I had this difficult relation with redcurrants until I moved out of Poland. At that time, in both France and Switzerland, redcurrants were rare and pricey, but even more so in the US. When I came here, I hardly saw any redcurrants and even if I did, they were expensive and sold in tiny boxes. In restaurants they were served hanging over sophisticated desserts like jewellery.
That changed my attitude toward redcurrants and I have started to dream about using them to garnish white chocolate mousse or some other elegant desserts.

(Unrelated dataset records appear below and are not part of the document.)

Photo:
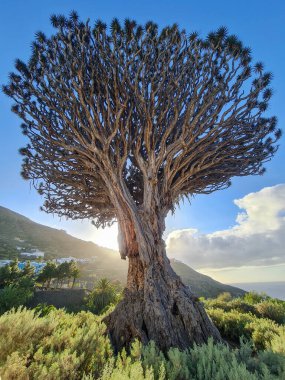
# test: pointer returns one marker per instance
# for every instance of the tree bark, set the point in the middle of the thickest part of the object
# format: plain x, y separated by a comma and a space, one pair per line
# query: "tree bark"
156, 305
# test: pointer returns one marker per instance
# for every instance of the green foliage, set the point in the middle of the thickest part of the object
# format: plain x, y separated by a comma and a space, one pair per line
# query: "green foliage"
55, 346
14, 296
224, 297
52, 344
253, 297
103, 296
62, 272
272, 309
234, 324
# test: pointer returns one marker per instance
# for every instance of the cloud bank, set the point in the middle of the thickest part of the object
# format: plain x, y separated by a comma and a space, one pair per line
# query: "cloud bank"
257, 239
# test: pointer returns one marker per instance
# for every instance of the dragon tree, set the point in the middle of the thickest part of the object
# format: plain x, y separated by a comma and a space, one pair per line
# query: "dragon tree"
122, 124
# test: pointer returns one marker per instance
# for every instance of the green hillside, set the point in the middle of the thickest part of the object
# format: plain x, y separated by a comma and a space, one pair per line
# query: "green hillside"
18, 233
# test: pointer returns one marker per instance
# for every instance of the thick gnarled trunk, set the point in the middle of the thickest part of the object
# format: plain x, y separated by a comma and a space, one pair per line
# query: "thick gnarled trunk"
157, 305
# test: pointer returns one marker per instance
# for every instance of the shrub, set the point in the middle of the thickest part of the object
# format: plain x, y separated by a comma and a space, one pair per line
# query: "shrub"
103, 296
262, 331
14, 296
277, 343
232, 325
272, 310
253, 297
58, 345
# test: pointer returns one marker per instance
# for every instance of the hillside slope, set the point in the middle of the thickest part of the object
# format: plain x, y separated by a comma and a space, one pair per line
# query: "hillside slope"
18, 233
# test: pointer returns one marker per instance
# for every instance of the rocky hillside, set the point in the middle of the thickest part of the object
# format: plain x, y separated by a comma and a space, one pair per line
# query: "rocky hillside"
20, 234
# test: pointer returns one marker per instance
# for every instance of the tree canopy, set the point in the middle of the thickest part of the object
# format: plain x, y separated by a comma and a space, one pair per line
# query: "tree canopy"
142, 107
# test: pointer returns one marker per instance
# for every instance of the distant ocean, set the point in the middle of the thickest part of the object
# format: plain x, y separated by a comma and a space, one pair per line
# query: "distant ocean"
273, 289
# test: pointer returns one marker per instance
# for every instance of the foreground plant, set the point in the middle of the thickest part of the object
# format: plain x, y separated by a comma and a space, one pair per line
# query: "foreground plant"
122, 125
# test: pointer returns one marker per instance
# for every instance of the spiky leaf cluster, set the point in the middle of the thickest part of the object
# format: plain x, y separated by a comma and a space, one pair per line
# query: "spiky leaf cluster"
133, 105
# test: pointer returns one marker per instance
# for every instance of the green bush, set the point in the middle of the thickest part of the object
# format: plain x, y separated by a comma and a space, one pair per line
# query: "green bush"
271, 309
232, 324
103, 296
14, 296
56, 346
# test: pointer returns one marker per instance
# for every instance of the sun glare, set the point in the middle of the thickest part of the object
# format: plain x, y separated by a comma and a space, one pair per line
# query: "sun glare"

In August, the redcurrant season was almost over in Poland, but I saw small amount of redcurrants at my local market and became almost emotional imagining tens of recipes I could used them in. And they were still only one dollar a pound. Of course I bought them and made a cake. I used an interesting recipe calling also for red wine--good idea to use glass of leftover wine. The sweetness of the cake and the sourness of the redcurrants blended perfectly, and I enjoyed this cake even more so because I did not have to pick up these redcurrants myself.
Redcurrant and Wine Sponge Cake
3/4 cup sugar,
1 cup all purpose flour,
1/2 cup vegetable oil,
1 tsp baking powder,
1/4 cup wine (50 ml),
1/2 cup potato or cornstarch,
1 tsp vanilla extract,
1/2 lb redcurrants,
1 tsp of butter,
1 tbsp plain breadcrumbs,
1/2 cup icing sugar,
2 tbsp milk.
1. Preheat oven to 350F.
2. Using an electric mixer beat eggs with sugar until they acquire a mousse-like consistency.
3. In a small bowl mix flour, cornstarch, and baking powder, and add to the egg mixture. Fold in gently.
4. Add vanilla extract to the batter together with wine and oil .Mix all the ingredients well until the batter becomes smooth.
5. Spread butter over a baking form and sprinkle with breadcrumbs. Pour over the batter and scatter the redcurrants on top.
6. Bake for 45-50 minutes, until the top is set and slightly gold. Remove from the oven and cool down.
7. Mix icing sugar with milk until smooth. Turn the cake upside down as fruits likely will drop to the bottom of the cake. Pour icing on top of the cake. Cut and serve.